O radialista foragido Ítalo Guilherme Alves da Silva Sousa, natural de Campo Maior (PI), voltou a atacar a verdade em mais um vídeo polêmico publicado no Instagram nesta segunda-feira (04). Com um histórico de processos por calúnia, injúria e difamação nos estados do Piauí e Maranhão, o comunicador utilizou de forma indevida e mentirosa o nome do Tribunal de Justiça do Maranhão (TJMA) para tentar livrar seu aliado político, o vereador codoense Raimundo Magalhães, conhecido como Leonel Filho, da acusação de crime de homofobia.

No vídeo, Ítalo Guilherme afirma que o TJMA teria arquivado a denúncia apresentada pela Aliança Nacional LGBT contra o parlamentar, após tramitação no Ministério Público. A informação, no entanto, é completamente falsa.
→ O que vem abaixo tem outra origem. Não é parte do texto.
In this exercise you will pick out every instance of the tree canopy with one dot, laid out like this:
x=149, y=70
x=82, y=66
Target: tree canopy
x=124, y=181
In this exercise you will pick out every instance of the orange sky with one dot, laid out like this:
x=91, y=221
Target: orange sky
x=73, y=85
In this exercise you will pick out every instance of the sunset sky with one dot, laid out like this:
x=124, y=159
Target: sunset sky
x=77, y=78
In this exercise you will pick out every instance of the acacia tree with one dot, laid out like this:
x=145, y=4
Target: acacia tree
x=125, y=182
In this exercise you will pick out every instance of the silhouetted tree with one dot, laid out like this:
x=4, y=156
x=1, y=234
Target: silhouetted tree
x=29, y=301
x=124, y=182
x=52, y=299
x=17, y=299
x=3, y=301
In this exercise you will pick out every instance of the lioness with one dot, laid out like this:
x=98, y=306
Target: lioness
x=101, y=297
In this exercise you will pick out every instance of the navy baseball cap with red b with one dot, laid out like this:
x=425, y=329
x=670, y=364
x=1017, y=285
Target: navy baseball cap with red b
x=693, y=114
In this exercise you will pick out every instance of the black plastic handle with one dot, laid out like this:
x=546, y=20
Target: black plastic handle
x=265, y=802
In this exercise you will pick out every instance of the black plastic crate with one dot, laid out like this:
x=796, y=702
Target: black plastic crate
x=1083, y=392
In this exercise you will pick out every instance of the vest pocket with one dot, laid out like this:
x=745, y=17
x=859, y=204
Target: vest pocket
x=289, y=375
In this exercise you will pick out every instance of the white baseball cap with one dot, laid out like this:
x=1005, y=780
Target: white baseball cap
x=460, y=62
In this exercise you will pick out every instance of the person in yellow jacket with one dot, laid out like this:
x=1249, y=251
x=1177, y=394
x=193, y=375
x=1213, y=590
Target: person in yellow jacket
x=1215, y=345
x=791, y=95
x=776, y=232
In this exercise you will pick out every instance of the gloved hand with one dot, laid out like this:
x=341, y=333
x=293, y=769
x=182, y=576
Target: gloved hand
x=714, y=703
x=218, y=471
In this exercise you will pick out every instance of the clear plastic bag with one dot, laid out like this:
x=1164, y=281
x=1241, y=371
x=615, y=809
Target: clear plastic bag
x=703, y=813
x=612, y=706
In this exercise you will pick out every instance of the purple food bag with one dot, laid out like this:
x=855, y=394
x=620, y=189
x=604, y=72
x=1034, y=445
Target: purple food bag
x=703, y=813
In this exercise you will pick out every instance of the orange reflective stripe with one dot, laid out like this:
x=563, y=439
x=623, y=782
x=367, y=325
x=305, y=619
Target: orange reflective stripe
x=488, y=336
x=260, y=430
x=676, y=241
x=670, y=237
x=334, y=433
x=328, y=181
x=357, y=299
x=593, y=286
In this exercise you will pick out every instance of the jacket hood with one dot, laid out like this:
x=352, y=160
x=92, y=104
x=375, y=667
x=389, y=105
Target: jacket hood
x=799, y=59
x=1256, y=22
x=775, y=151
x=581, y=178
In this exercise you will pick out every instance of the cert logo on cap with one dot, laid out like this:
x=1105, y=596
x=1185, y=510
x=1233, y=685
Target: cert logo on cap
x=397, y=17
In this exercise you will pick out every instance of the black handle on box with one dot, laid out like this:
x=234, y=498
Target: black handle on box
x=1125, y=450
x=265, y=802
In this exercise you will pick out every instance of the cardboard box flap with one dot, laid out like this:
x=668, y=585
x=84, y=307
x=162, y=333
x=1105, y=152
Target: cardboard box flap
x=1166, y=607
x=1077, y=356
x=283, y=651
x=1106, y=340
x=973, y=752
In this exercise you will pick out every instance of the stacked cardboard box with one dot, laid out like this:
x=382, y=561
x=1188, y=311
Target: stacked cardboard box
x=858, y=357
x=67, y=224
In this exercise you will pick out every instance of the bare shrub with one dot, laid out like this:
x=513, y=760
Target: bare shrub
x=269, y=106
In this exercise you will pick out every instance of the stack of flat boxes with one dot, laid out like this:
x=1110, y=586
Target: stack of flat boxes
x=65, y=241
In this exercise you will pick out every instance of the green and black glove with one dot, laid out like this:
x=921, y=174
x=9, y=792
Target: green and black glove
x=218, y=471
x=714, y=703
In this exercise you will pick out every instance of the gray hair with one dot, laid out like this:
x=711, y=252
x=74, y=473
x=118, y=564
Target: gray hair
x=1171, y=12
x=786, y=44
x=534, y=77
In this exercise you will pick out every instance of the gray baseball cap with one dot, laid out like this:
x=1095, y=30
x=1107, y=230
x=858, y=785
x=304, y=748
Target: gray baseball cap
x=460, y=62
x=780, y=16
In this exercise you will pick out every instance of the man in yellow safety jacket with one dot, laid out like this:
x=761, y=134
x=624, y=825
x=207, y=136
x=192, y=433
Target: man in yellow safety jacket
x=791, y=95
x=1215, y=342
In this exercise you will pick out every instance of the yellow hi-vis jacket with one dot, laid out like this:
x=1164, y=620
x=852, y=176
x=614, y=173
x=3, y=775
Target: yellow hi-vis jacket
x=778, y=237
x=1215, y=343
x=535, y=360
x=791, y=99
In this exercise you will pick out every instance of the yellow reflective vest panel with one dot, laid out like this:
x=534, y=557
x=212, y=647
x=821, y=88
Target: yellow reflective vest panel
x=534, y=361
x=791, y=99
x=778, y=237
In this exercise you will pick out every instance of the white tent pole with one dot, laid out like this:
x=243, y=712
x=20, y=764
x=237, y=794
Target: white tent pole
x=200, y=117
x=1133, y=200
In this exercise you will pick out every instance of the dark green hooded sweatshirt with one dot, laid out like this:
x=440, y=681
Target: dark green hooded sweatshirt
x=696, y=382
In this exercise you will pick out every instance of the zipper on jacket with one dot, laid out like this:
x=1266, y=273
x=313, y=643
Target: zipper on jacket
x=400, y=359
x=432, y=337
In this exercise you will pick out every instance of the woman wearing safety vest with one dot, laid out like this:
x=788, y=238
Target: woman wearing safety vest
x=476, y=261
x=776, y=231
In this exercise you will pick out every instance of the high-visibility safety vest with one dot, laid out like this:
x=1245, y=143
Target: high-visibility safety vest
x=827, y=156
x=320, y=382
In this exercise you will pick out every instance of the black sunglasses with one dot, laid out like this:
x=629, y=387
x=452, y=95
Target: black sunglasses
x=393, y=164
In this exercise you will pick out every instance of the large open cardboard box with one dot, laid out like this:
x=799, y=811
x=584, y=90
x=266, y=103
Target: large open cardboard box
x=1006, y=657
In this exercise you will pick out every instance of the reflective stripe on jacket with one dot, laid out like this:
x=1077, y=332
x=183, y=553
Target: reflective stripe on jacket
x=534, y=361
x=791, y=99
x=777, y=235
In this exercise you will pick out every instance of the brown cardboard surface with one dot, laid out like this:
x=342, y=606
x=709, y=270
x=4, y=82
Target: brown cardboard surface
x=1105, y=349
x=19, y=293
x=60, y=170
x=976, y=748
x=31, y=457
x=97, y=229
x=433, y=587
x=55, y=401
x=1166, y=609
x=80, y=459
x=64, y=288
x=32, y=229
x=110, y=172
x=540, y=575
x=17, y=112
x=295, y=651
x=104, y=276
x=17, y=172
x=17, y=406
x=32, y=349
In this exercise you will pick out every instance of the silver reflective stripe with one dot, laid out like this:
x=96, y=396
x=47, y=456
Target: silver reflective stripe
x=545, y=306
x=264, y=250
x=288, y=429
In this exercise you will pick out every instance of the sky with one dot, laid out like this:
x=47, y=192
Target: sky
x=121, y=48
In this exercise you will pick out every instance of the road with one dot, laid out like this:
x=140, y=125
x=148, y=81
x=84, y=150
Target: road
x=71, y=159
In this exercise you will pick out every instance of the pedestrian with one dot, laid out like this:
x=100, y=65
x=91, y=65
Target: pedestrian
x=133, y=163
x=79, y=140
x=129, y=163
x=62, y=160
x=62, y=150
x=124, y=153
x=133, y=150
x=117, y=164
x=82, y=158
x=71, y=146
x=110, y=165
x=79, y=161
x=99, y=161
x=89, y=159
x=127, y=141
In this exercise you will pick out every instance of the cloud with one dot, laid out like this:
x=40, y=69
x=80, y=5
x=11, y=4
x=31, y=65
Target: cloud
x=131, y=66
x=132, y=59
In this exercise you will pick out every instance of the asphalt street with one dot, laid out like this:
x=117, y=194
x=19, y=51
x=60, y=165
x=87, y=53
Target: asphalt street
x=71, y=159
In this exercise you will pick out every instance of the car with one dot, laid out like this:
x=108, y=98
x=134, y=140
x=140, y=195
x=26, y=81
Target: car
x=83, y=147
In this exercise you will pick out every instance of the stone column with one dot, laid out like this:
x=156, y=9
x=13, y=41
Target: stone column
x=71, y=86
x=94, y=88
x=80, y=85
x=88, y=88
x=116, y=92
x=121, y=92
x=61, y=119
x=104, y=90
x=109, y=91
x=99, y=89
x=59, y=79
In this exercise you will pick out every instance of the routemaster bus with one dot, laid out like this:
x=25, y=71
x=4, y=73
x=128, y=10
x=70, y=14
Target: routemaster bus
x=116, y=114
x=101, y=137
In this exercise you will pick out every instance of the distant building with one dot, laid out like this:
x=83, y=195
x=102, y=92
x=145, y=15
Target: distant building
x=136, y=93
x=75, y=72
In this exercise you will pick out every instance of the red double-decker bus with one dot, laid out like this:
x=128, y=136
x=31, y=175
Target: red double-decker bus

O Tribunal de Justiça do Maranhão jamais apreciou ou arquivou qualquer procedimento referente ao caso, e a tentativa de vincular o nome da Corte ao encerramento da investigação pode configurar crime e resultar em responsabilização judicial.

A estratégia do radialista — já conhecida por quem acompanha suas postagens repletas de ataques pessoais e desinformação — é clara: manipular a opinião pública para proteger Leonel da grave acusação de homofobia, que gerou forte repercussão negativa na comunidade LGBTQIA+ de Codó e em todo o estado.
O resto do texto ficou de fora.